Returns: Accuracy score (0 to 1)
Example:
acc = ML_ACCURACY(y_test, predictions)
PRINT, 'Accuracy:', acc * 100, '%'
ML_MSE(y_true, y_pred)
Calculate mean squared error.
Returns: MSE value
Example:
mse = ML_MSE(y_test, predictions)
PRINT, 'MSE:', mse
ML_R2_SCORE(y_true, y_pred)
Calculate R² coefficient of determination.
Returns: R² score (-∞ to 1, higher is better)
Example:
r2 = ML_R2_SCORE(y_test, predictions)
PRINT, 'R²:', r2
Memory Management
ML_DROP_MODEL(model_id)
Remove model from memory.
Example:
ML_DROP_MODEL, model
Complete Examples
K-Means Clustering Example
; Generate synthetic data: 3 clusters
n_samples = 300
n_features = 2
; Cluster 1: center (0, 0)
X1 = RANDOMN(seed1, 200) * 0.5
; Cluster 2: center (3, 3)
X2 = RANDOMN(seed2, 200) * 0.5 + 3.0
; Cluster 3: center (0, 3)
X3 = RANDOMN(seed3, 200) * 0.5
FOR i = 0, 99 DO X3[i*2+1] = X3[i*2+1] + 3.0
; Combine data
X = [X1, X2, X3]
; Fit K-Means
model = ML_KMEANS_FIT(X, 2, 3, 100, 1e-4)
; Predict clusters
labels = ML_KMEANS_PREDICT(model, X, 2)
; Get centroids
centroids = ML_KMEANS_CENTROIDS(model)
PRINT, 'Cluster centroids:', centroids
; Clean up
ML_DROP_MODEL, model
Linear Regression Example
; Generate data: y = 2*x + 1 + noise
n_samples = 100
X = FINDGEN(n_samples) / 10.0
y = 2.0 * X + 1.0 + RANDOMN(seed, n_samples) * 0.5
; Split data
split = ML_TRAIN_TEST_SPLIT(X, y, 1, 0.2)
X_train = split[0]
X_test = split[1]
y_train = split[2]
y_test = split[3]
; Fit model
model = ML_LINEAR_FIT(X_train, y_train, 1)
; Get coefficients
coef = ML_LINEAR_COEFFICIENTS(model)
intercept = ML_LINEAR_INTERCEPT(model)
PRINT, 'Learned: y =', coef[0], '* x +', intercept
; Predict and evaluate
y_pred = ML_LINEAR_PREDICT(model, X_test, 1)

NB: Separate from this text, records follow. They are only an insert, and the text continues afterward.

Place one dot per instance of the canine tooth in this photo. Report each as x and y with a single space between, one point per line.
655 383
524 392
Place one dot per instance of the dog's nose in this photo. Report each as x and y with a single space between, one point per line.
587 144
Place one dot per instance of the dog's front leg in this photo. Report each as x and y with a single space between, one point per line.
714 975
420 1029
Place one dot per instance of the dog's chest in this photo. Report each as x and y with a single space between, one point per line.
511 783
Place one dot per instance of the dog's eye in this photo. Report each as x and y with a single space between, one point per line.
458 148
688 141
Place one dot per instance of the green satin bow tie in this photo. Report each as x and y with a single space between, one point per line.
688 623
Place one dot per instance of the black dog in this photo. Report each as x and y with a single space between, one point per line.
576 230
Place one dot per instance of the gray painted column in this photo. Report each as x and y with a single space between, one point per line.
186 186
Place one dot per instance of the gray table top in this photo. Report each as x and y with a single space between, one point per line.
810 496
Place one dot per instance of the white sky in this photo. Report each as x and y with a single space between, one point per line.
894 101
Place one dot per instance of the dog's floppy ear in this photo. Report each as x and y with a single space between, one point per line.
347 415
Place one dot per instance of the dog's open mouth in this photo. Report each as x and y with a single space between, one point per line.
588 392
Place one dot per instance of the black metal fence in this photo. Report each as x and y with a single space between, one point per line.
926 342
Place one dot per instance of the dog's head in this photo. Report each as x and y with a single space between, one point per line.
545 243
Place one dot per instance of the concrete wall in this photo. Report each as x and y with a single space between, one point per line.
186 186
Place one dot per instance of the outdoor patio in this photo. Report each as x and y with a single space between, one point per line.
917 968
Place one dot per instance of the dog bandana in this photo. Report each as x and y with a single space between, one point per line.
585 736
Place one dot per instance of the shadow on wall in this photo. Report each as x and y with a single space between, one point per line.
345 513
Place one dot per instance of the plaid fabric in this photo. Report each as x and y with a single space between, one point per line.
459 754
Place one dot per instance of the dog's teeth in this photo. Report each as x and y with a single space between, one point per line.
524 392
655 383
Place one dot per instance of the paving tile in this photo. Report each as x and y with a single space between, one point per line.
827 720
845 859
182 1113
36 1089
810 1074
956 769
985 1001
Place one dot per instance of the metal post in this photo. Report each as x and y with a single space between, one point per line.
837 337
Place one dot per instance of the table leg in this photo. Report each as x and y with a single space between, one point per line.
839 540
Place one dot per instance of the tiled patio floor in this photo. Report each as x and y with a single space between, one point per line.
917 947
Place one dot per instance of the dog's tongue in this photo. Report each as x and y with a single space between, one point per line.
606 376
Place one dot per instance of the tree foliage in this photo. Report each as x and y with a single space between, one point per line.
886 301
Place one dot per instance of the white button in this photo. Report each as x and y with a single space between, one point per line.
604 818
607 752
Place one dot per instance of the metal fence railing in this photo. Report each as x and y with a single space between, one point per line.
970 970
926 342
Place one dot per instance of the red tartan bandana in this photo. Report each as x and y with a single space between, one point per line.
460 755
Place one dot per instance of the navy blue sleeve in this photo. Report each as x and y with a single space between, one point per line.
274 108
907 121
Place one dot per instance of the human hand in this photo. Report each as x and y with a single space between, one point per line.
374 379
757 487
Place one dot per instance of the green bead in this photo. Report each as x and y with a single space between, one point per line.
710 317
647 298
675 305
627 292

mse = ML_MSE(y_test, y_pred)
r2 = ML_R2_SCORE(y_test, y_pred)
PRINT, 'MSE:', mse
PRINT, 'R²:', r2
; Clean up
ML_DROP_MODEL, model
PCA Dimensionality Reduction
; High-dimensional data (10 features)
n_samples = 200
n_features = 10
X = RANDOMN(seed, n_samples * n_features)
; Reduce to 2 components
model = ML_PCA_FIT(X, n_features, 2)
; Transform data
X_reduced = ML_PCA_TRANSFORM(model, X, n_features)

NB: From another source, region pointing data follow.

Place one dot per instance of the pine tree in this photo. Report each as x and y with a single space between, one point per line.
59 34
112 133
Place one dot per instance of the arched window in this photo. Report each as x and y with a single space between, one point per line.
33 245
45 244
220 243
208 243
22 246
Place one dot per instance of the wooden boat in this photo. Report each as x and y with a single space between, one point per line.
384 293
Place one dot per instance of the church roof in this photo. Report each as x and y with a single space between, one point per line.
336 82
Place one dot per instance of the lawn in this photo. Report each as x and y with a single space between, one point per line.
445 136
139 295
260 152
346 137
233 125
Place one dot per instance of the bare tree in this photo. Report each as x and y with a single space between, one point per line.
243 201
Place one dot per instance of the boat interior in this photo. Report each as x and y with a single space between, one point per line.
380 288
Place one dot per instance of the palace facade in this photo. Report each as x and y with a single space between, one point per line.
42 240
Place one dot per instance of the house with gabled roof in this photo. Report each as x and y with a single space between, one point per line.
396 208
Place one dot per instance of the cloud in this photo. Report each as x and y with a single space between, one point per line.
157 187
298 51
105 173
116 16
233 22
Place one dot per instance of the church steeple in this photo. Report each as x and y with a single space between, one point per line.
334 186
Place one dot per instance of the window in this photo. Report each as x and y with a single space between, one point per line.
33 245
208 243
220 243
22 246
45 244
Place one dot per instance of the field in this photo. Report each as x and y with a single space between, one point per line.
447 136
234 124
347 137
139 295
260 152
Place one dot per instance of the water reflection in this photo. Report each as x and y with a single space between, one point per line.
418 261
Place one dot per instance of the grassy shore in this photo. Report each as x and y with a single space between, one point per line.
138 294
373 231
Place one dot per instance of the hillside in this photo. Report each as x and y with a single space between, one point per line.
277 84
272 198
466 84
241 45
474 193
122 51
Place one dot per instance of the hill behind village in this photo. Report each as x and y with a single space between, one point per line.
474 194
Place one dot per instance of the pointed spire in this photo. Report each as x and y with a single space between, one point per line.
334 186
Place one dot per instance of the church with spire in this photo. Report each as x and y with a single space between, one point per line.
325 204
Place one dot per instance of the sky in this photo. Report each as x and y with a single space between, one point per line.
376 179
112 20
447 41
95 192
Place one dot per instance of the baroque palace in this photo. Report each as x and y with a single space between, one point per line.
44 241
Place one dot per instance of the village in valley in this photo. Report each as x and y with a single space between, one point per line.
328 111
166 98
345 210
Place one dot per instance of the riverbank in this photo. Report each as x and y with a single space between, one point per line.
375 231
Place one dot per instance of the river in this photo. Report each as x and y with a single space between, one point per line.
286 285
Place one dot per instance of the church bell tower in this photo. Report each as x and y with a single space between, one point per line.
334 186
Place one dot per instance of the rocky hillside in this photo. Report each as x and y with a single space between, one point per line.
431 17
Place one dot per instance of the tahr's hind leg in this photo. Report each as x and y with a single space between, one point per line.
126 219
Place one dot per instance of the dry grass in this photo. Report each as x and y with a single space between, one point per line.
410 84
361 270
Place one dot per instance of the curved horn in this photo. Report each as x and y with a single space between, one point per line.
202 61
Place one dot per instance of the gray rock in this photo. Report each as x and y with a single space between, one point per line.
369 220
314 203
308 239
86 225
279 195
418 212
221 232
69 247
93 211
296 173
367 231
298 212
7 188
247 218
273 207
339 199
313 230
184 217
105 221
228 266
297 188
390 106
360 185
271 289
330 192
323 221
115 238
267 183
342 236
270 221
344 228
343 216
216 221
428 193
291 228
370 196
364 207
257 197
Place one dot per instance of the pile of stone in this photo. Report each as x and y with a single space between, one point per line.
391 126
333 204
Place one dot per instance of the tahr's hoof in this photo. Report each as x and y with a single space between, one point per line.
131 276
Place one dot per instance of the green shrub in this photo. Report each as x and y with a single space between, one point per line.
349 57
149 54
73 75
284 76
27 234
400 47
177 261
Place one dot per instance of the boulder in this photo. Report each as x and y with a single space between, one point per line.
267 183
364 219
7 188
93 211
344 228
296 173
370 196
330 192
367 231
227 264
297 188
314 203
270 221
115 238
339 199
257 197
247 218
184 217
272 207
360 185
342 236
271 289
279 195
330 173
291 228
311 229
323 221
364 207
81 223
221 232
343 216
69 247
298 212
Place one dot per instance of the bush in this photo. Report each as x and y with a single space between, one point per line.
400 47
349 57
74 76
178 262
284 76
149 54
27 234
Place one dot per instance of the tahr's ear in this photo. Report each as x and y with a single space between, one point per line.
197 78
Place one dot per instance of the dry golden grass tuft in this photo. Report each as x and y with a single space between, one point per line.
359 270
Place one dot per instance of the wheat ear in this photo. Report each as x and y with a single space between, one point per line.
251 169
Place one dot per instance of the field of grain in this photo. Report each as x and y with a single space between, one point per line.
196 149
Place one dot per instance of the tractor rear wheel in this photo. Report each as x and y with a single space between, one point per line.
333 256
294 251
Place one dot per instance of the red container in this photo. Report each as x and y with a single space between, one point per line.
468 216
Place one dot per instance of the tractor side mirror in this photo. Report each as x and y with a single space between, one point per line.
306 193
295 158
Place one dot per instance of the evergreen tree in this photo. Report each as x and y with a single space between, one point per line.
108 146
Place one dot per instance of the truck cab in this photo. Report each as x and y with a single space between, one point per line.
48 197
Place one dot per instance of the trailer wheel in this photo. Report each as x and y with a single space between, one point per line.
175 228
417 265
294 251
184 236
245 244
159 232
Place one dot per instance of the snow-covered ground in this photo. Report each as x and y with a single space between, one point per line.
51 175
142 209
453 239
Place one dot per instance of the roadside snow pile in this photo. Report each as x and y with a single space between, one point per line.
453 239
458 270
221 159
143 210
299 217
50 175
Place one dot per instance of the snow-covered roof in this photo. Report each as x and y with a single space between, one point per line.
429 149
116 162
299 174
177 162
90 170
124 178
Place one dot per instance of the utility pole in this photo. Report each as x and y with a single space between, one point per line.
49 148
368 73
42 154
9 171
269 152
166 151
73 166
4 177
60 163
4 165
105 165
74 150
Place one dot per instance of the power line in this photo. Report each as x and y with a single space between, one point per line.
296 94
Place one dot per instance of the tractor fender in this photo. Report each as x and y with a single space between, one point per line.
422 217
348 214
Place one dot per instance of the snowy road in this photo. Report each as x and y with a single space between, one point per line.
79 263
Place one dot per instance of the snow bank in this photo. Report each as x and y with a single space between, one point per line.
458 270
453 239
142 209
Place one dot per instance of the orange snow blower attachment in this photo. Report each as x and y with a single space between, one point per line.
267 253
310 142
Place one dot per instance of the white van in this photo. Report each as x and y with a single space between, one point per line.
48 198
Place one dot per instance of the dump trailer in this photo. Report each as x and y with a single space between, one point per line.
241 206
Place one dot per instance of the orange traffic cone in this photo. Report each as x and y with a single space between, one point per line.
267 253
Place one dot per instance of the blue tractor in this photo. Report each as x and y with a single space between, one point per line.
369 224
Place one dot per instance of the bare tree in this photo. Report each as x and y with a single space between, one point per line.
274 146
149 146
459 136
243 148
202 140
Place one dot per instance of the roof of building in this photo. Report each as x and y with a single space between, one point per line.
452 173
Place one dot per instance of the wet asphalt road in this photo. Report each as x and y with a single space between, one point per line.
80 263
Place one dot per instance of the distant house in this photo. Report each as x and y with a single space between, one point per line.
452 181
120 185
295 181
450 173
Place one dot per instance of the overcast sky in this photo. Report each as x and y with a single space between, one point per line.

; Check explained variance
variance = ML_PCA_VARIANCE(model)
PRINT, 'Component 1 explains:', variance[0] * 100, '% variance'
PRINT, 'Component 2 explains:', variance[1] * 100, '% variance'
PRINT, 'Total explained:', TOTAL(variance) * 100, '%'
; Clean up
ML_DROP_MODEL, model
Data Format Notes
Flattened Arrays
All Linfa ML functions expect data in row-major flattened format:
For 3 samples with 2 features each:
Sample 0: [x0, y0]
Sample 1: [x1, y1]
Sample 2: [x2, y2]
Flattened: [x0, y0, x1, y1, x2, y2]
Converting Multi-dimensional Arrays
; If you have a 2D array, flatten it:
X_2d = REFORM(X_2d, N_ELEMENTS(X_2d))
Comparison with XDLML Functions
XDL has two ML systems:
| Feature | XDLML_* Functions | ML_* Functions (Linfa) |
|---|---|---|
| Implementation | Custom XDL | Linfa (Rust) |
| Speed | Good | Excellent |
| Features | 50+ functions | Core algorithms |
| Neural Networks | Yes | No |
| SVM | Yes | No |
| K-Means | Yes | Yes |
| Linear Regression | Yes | Yes |
| PCA | Yes | Yes |
Use XDLML_* for neural networks and advanced features. Use ML_* for fastest native performance on core algorithms.